Citizenship Resources

  1. Do an Internet search for contemporary American Indian movements. Identify their primary issues, their arguments, the ways they build community, and the ways they establish credibility.
  2. Review a web site of an archival depository like the National Archives, the Library of Congress, state archives, or local archives and identify the ways that these locations provide resources and direction for the study of American Indian discourse.
  3. Visit a local museum, gallery or exhibit dealing in American Indian issues or U.S.-Native relations. What are the arguments (visual and written) made by these displays? How are Native nations and the U.S. government constructed?
  4. Locate the web sites of senators and representatives in states that support large American Indian populations (i.e., Oklahoma, South Dakota, New Mexico, Arizona). What issues related to Native culture and U.S-Native relations do they discuss? What types of legislation have they proposed (or are they currently sponsoring) regarding American Indians?
  5. Visit http://www.nativeweb.org, a national web site that links thousands of indigenous people in the United States in an on-line community and provides forums for the discussion of health care, politics, economics and nearly every other public issue vital to American Indians. Access a forum and read postings, concentrating on the arguments being made and the rhetorical strategies being used.
  6. The issue of “agency”–that is, who can speak for and about indigenous people–is a vital topic in the field of American Indian Studies. Some believe that non-Natives should not research or write about Native issues. Others feel that the area of American Indian Studies is too important to limit its engagement by scholars’ ethnicities. Find an article in such journals as American Indian Quarterly, American Indian Research and Culture Journal, Wicazo Sa or Studies in American Indian Literatures that grapple with this issue. Be prepared to discuss both sides of the “agency” debate based on what you have read.
  7. Access the American Indian Movement’s live radio feed on its web site http:///www.aimovement.org. (If not live, then you can access the feeds that are archived). What are some of the topics being discussed? What the arguments and rhetorical strategies employed?

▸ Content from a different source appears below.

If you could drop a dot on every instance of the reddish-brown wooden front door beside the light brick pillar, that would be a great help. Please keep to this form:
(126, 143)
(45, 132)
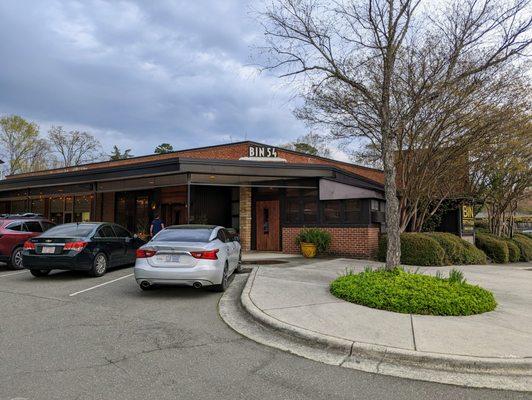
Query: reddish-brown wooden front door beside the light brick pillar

  8. American Indian tribal universities and colleges are vital to teaching Native people about their cultures and life-ways while simultaneously offering mainstream collegiate study. Visit a tribal university or college web site (i.e., Haskell Indian University or Diné College) and identify the curricula and programs the schools offer. How is Native heritage and community discussed? How is assimilation into the American mainstream discussed? How are U.S.-Native relations discussed on the web site?

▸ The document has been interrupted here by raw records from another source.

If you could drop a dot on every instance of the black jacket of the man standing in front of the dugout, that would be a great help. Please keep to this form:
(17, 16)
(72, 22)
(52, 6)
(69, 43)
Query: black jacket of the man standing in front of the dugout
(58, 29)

  9. Watch a Native-centered film or documentary (i.e., Bury My Heart at Wounded Knee or 500 Nations) and discuss how U.S.-Native relations are represented. What are the arguments being made in the film or documentary? Which Native leaders are spotlighted, and to which issues are they responding? How are issues such as religion, language, economy, land, etc. discussed? Which governmental leaders are spotlighted, and to which issues are they responding? How are issues of public policy dealing with Native issues discussed?